The zinc ion containing compound (ZS) showed both a better processability and mechanical properties compared to the S2 ones at low concentration. Alkyl group attached on a zinc ion played as a processing promoter between polymer chains and zinc ion acted as a reaction promoter between

sulfur in TESPD and double bonds in polymer chain. The zinc ion in ZS effectively helped a formation of a strong 3-dimensional network structure between hard clay and CIIR via expansion and contraction mechanism[20]. The zinc ion present in the ZS helped a covalent bonding formation between sulfur in TESPD and double bond in CIIR. This gives a strong three-dimensional network structure of the TESPD treated hard clay filled CIIR compound. The crosslinking mechanism with rubber matrix was result of sulfur ring opening mechanism via bi-pyramidal model. Kim[20] suggested a new mechanism to explain sulfur containing silane reaction with double bond in polymer chain with help of zinc ion. Examples for zinc ion effect on sulfur ring opening reaction and cross-linking formation are given in Fig. 9 and 10, respectively[20].

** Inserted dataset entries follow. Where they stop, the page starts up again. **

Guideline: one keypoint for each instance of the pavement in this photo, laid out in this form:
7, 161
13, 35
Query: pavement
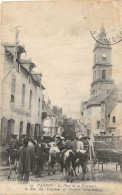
108, 174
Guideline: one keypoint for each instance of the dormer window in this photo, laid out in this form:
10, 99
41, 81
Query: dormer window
104, 57
103, 74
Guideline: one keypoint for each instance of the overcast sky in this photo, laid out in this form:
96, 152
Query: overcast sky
57, 38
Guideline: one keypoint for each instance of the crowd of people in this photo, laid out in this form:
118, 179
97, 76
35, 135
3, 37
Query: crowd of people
33, 154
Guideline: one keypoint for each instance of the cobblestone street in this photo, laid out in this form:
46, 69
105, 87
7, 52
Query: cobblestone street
109, 174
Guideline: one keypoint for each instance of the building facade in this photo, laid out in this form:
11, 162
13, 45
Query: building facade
104, 104
22, 94
53, 121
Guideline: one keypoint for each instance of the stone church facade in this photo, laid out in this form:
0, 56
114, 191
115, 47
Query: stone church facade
101, 113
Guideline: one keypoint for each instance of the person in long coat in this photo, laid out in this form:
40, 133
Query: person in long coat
25, 156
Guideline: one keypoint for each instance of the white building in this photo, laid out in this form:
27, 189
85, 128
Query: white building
22, 94
101, 113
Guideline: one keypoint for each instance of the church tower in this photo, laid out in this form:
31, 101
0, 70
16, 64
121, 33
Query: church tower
102, 67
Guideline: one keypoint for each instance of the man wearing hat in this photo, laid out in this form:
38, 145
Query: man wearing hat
80, 145
16, 142
38, 152
25, 154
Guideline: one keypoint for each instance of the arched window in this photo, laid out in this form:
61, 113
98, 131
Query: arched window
23, 94
104, 57
95, 58
103, 74
95, 75
30, 100
13, 89
114, 119
38, 106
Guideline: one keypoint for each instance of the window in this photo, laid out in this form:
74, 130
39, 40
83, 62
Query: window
13, 89
114, 119
98, 124
23, 94
103, 74
50, 130
51, 121
95, 75
38, 106
95, 58
30, 100
104, 57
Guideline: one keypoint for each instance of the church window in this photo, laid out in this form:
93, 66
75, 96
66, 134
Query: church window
13, 89
95, 75
30, 100
95, 58
104, 57
98, 124
103, 74
23, 94
114, 119
38, 106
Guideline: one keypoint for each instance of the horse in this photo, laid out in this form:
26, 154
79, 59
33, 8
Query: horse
13, 159
81, 159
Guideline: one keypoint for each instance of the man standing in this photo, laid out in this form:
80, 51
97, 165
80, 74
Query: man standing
25, 154
16, 142
39, 156
80, 145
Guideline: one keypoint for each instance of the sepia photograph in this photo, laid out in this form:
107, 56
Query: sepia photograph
61, 97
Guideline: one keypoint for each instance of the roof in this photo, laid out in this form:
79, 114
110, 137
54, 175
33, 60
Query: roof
97, 100
11, 48
28, 61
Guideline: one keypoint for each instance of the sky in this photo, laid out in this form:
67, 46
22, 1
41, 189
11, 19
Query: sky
56, 35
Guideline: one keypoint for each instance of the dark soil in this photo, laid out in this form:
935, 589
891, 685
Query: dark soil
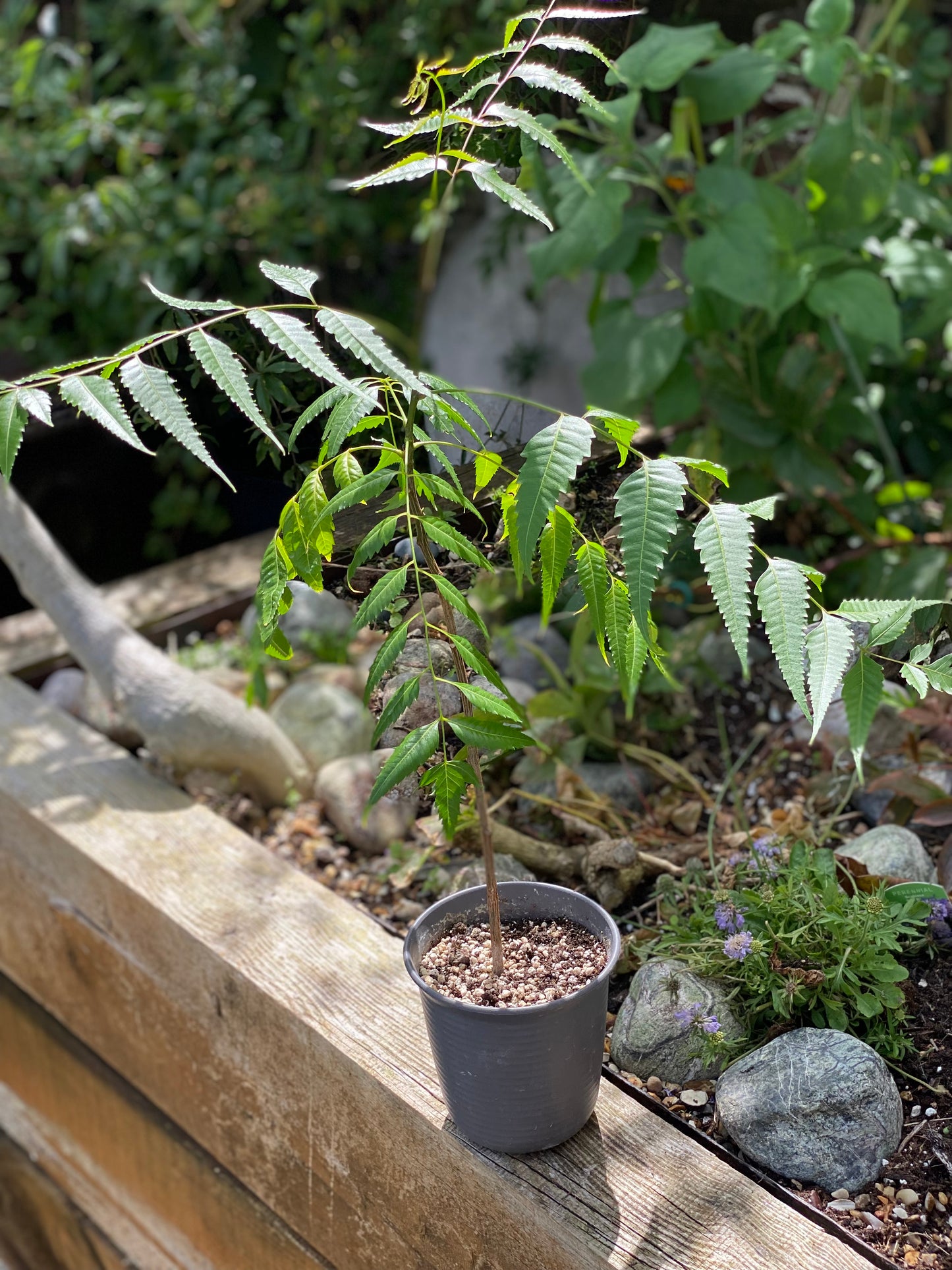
542, 962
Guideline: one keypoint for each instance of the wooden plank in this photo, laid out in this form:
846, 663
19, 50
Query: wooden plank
223, 573
41, 1228
276, 1025
155, 1193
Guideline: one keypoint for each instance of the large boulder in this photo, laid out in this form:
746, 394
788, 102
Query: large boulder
648, 1038
345, 786
891, 851
324, 720
816, 1105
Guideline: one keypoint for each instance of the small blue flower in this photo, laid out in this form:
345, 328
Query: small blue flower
729, 917
737, 946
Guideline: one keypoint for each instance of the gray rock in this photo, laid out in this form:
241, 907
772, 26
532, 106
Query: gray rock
345, 785
625, 784
316, 616
428, 704
414, 657
649, 1041
324, 720
814, 1104
512, 650
893, 851
474, 874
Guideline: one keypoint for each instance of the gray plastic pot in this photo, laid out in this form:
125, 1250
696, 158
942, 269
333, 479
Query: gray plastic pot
523, 1078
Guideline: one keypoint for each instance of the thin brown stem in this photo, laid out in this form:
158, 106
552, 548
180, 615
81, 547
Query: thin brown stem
472, 755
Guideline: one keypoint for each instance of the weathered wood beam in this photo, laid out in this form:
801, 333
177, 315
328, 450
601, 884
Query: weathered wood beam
273, 1023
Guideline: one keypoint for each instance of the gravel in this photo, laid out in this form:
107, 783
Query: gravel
541, 962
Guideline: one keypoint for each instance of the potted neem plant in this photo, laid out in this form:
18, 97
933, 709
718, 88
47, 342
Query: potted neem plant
513, 977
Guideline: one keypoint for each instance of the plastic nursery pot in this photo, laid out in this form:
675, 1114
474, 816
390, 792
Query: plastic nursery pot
523, 1078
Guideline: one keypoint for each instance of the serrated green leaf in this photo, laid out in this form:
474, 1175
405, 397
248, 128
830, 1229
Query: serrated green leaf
488, 733
553, 548
592, 573
224, 367
376, 540
323, 403
862, 694
530, 125
293, 277
449, 782
453, 596
13, 420
724, 541
486, 468
312, 502
294, 338
300, 549
37, 403
450, 538
478, 662
272, 582
489, 703
490, 182
702, 465
196, 306
156, 393
401, 700
412, 168
550, 463
828, 648
347, 470
389, 652
619, 428
763, 508
101, 400
916, 678
383, 592
410, 753
537, 75
360, 338
648, 504
782, 594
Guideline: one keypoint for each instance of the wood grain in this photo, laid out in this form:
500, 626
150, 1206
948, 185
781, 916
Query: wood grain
152, 1190
276, 1025
41, 1228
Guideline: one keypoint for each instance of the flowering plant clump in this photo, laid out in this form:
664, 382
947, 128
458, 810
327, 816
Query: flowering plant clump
794, 949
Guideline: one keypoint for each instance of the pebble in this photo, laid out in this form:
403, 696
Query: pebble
693, 1097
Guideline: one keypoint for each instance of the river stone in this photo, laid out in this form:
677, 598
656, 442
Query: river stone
649, 1041
315, 615
816, 1105
518, 662
891, 851
414, 657
474, 874
324, 720
345, 785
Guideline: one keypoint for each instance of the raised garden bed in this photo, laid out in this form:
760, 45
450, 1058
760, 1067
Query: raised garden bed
273, 1025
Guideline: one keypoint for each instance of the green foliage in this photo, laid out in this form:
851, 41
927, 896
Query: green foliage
812, 953
376, 445
808, 256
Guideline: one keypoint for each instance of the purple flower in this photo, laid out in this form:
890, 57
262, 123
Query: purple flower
729, 917
737, 946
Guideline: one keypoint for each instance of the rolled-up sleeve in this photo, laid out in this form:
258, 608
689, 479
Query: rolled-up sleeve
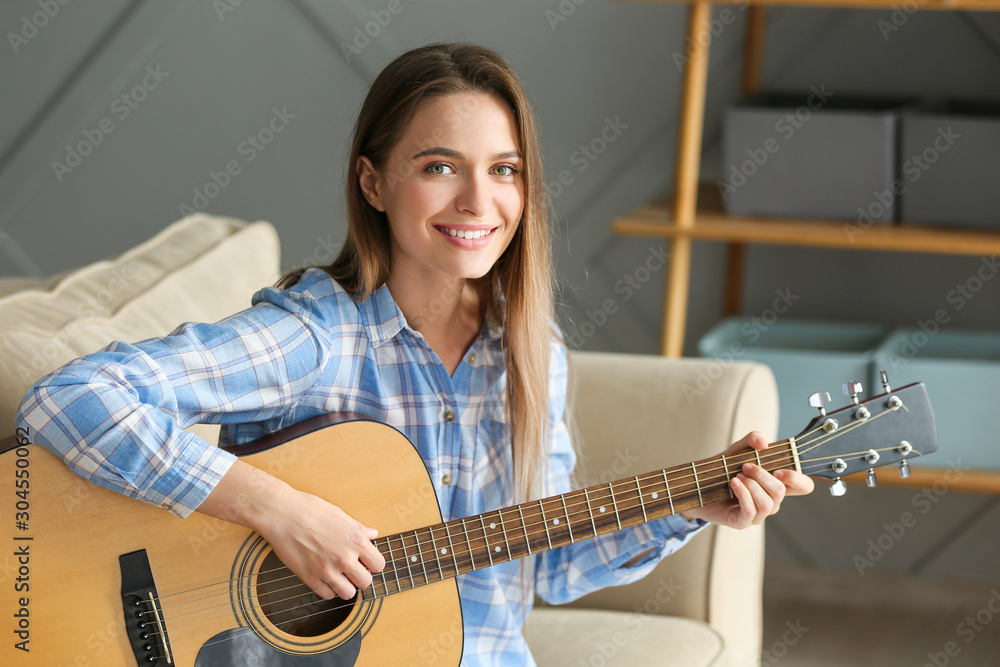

Various silanes (amino, vinyl, S2, S2/W/E and ZS) were added into hard clay (Suprex)/CB/ CIIR compound and their processabilities and mechanical properties were compared. It is concluded as followed. The vinyl silane and the ZS added compound showed positive results for improving processabilities and mechanical properties. Comparing the ZS and the vinyl silane, the ZS added one showed better processabilities and mechanical properties at the same silane level 3 phr.